Abstract Background Tuberous sclerosis complex (TSC) is a rare multisystem autosomal dominant disorder caused by pathogenic variants in either the TSC1 or TSC2 gene. Common manifestations of TSC have been grouped into major and minor clinical diagnostic criteria and assessed in clinical routine workup. However, case studies point towards the existence of rare disease manifestations and to the potential association of TSC with malignant tumors. In this study we sought to characterize rare manifestations and malignancies using a large cohort of patients. Methods TuberOus SClerosis registry to increAse disease awareness (TOSCA) is a multicenter, international disease registry collecting clinical manifestations and characteristics of patients with TSC, both retrospectively and prospectively. We report rates and characteristics of rare manifestations and malignancies in patients with TSC who had enrolled in the TOSCA registry. We also examined these manifestations by age, sex, and genotype ( TSC1 or TSC2 ). Results Overall, 2211 patients with TSC were enrolled in the study. Rare manifestations were reported in 382 (17.3%) study participants and malignancies in 65 (2.9%).

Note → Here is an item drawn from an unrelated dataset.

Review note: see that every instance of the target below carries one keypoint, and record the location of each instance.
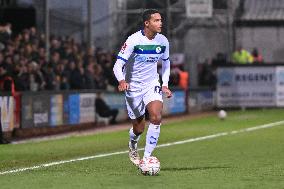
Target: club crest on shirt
(158, 49)
(123, 48)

Of these rare manifestations, the most frequent were bone sclerotic foci (39.5%), scoliosis (23%), thyroid adenoma (5.5%), adrenal angiomyolipoma (4.5%), hemihypertrophy and pancreatic neuroendocrine tumors (pNET; both 3.1%). These rare manifestations were more commonly observed in adults than children (66.2% vs. 22.7%), in females versus males (58.4% vs. 41.6%; except for scoliosis: 48.9% vs. 51.1%), and in those with TSC2 versus TSC1 (67.0% vs. 21.1%; except for thyroid adenoma: 42.9% vs. 57.1%). In the 65 individuals with reported malignancies, the most common were renal cell carcinoma (47.7%), followed by breast (10.8%) and thyroid cancer (9.2%). Although malignancies were more common in adult patients, 26.1% were reported in children and 63.1% in individuals < 40 years. TSC1 mutations were over-represented in individuals with malignancies compared to the overall TOSCA cohort (32.1% vs. 18.5%). Conclusion Rare manifestations were observed in a significant proportion of individuals with TSC. We recommend further examination of rare manifestations in TSC. Collectively, malignancies were infrequent findings in our cohort. However, compared to the general population, malignant tumors occurred earlier in age and some tumor types were more common.